The idea that we should lament our losses and wring our hands in fear of the future is not scriptural. It’s not Christ like, and if we are to take what Christ is saying seriously, it’s not the way of a faithful person. It is that way of Woe. The idea that we think we can keep separate our church life and our secular life is lie. That our understanding of love in Christ shouldn’t inform our political opinion is not faithful. It’s not the way of Christ expecting action from his disciples.

These are Jesus” words. And Jesus even re-enforces it by saying," hey people, this is who I am. This is who GOD is. This is the deal." You see deeds of power without getting on board the Jesus train? It’s not going to go well for you.

So give up on the way of woe. Come to me Jesus says. Qoheleth tells us, those things aren’t ours anyway. They are bigger than us.

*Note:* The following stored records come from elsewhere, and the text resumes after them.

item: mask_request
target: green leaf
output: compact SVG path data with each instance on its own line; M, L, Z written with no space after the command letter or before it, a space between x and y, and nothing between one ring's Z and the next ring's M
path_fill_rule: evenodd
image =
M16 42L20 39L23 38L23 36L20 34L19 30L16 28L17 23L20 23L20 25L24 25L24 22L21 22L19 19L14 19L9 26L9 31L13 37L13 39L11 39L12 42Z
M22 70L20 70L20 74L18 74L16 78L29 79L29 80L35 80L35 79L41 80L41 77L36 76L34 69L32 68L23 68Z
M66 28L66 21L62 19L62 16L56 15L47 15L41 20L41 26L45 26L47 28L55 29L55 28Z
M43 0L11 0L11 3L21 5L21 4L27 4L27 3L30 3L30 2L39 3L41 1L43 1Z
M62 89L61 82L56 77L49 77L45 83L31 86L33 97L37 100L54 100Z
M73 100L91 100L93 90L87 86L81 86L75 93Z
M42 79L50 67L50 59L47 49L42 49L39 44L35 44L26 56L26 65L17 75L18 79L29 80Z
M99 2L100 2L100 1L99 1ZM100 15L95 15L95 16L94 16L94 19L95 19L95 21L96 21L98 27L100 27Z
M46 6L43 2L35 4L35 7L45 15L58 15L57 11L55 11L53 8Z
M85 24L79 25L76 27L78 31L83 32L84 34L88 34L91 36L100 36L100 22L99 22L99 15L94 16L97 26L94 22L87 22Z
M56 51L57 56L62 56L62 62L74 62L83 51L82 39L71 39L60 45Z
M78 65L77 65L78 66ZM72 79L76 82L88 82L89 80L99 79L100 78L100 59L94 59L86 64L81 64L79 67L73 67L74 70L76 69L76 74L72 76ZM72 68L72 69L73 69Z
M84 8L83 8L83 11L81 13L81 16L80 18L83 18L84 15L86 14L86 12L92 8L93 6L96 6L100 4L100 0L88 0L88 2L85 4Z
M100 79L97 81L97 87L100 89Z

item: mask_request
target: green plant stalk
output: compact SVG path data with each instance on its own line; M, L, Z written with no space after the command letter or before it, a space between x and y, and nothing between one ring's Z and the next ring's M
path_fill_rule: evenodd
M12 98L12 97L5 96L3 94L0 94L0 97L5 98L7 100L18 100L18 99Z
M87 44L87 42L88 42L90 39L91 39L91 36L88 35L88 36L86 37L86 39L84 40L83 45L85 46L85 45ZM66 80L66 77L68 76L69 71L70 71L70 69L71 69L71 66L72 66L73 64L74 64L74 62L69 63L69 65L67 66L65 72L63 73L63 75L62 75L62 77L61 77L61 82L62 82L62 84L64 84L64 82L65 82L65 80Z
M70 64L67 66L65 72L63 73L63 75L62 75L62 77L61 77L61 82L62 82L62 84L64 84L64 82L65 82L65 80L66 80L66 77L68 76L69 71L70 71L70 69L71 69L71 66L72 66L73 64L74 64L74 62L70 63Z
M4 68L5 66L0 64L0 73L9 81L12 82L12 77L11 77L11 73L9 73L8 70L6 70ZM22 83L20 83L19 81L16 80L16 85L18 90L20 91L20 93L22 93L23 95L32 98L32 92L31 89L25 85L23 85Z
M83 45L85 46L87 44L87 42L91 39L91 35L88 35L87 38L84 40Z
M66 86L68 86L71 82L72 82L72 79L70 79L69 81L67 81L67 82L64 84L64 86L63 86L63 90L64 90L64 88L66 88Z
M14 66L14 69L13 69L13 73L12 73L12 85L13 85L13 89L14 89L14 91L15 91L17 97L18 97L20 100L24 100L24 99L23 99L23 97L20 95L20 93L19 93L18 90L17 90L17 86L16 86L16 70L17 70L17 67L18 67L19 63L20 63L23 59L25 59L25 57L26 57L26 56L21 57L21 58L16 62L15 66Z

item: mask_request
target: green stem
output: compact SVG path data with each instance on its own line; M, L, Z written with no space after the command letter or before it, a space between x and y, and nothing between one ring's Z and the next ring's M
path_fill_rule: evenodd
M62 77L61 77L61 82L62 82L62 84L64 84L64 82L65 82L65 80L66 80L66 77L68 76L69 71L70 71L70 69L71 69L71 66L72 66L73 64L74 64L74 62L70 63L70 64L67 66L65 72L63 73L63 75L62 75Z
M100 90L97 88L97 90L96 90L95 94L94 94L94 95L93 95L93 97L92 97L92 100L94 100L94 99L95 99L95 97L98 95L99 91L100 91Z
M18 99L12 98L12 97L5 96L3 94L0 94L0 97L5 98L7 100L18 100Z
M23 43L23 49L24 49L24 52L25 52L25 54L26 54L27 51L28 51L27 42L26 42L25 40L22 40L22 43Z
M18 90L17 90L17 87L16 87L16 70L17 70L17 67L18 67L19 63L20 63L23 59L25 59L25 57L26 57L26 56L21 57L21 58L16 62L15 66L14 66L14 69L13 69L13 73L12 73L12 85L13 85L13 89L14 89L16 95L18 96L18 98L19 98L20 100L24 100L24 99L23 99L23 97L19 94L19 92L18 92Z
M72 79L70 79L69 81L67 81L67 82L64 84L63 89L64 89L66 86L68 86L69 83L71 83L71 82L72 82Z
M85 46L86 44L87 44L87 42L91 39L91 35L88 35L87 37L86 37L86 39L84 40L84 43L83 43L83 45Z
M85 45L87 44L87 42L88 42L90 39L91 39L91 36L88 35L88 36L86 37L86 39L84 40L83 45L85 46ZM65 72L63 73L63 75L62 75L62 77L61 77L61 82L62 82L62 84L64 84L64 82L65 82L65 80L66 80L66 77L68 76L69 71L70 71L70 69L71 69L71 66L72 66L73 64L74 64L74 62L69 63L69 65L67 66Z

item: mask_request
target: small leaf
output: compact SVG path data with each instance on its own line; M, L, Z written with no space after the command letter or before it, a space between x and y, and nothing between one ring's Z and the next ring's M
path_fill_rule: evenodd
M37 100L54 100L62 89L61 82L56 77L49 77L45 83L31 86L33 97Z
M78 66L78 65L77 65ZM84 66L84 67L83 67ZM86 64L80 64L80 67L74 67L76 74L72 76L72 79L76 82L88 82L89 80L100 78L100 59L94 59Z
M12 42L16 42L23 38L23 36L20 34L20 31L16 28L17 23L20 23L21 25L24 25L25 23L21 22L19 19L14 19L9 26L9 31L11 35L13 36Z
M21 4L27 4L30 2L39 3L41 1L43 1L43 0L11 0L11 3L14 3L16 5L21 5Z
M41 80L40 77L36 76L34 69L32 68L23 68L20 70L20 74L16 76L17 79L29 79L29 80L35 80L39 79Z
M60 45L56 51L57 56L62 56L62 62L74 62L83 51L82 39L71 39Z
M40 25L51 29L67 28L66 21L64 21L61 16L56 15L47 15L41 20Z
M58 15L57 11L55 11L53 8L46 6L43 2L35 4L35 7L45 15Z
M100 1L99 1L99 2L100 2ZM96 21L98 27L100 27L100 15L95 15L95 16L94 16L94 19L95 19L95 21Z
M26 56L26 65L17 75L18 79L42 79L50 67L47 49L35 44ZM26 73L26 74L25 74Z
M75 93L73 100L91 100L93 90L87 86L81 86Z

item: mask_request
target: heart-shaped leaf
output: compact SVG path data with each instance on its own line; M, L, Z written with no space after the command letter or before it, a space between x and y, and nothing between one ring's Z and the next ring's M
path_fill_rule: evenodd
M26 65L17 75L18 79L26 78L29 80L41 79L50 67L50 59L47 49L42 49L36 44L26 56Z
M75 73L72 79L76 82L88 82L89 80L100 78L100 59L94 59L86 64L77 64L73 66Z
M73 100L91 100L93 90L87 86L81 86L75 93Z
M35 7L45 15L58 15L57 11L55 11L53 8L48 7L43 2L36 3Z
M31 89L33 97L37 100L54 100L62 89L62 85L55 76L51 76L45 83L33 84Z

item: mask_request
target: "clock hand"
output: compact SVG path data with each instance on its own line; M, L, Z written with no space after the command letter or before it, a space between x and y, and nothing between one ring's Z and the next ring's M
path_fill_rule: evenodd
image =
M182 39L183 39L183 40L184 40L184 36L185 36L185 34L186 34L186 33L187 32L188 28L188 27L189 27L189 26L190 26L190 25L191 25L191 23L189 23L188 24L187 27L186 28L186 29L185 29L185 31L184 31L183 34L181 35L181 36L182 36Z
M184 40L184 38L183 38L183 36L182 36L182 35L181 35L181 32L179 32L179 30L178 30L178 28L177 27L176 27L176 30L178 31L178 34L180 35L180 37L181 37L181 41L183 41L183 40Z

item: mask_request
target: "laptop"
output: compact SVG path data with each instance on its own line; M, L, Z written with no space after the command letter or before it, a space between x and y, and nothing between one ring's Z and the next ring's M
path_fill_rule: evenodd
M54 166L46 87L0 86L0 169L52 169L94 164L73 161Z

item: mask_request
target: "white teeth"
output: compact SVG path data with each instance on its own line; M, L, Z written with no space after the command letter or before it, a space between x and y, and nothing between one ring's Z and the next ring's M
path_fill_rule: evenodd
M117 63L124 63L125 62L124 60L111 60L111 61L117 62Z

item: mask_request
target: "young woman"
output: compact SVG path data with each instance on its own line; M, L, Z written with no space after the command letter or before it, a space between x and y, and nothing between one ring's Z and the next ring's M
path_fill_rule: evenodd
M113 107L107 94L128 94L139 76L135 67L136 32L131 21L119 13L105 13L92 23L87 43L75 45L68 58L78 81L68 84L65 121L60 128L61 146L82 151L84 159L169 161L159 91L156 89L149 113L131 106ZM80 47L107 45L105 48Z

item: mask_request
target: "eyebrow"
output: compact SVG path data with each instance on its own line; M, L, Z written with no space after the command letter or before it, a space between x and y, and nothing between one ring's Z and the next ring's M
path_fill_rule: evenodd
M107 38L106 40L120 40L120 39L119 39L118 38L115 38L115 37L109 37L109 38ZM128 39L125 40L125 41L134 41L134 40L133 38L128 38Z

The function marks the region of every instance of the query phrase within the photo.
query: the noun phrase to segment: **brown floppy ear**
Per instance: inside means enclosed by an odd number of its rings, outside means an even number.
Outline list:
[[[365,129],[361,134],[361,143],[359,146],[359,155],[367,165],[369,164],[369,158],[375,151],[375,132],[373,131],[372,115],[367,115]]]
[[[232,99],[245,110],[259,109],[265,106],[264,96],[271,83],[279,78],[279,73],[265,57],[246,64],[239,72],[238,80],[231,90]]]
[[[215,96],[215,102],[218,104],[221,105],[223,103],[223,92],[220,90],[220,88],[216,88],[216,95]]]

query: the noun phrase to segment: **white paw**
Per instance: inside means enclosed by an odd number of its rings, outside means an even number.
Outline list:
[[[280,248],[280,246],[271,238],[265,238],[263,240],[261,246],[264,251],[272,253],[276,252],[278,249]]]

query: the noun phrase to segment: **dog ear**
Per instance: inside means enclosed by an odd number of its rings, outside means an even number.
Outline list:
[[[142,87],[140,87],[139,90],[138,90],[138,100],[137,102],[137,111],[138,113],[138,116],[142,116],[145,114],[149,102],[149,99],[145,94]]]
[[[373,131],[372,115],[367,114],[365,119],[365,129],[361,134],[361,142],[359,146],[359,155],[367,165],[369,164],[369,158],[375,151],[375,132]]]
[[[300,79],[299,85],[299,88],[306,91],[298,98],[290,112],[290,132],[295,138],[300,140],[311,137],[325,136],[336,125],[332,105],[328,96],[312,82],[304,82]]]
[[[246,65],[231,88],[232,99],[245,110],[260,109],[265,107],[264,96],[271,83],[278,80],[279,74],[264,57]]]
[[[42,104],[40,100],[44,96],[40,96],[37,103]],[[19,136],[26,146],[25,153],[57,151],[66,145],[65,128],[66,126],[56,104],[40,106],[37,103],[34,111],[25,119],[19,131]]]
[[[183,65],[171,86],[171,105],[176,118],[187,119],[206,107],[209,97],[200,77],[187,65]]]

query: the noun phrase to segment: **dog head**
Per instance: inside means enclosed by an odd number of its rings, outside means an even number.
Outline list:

We are meant for Joy, in realizing that God is the center of all. We don’t need to be trapped in anger and fear and distrust and worry and hate and disgust. We don’t have to live in a condemned city, destroyed in fire and pain.

We are invited.

Take rest.

Find the humble and gentle heart of Christ.

Take an easy yoke. And light burden.

To find joy in our work together.

Because the way of woe is death. And the way of Christ is our only real life.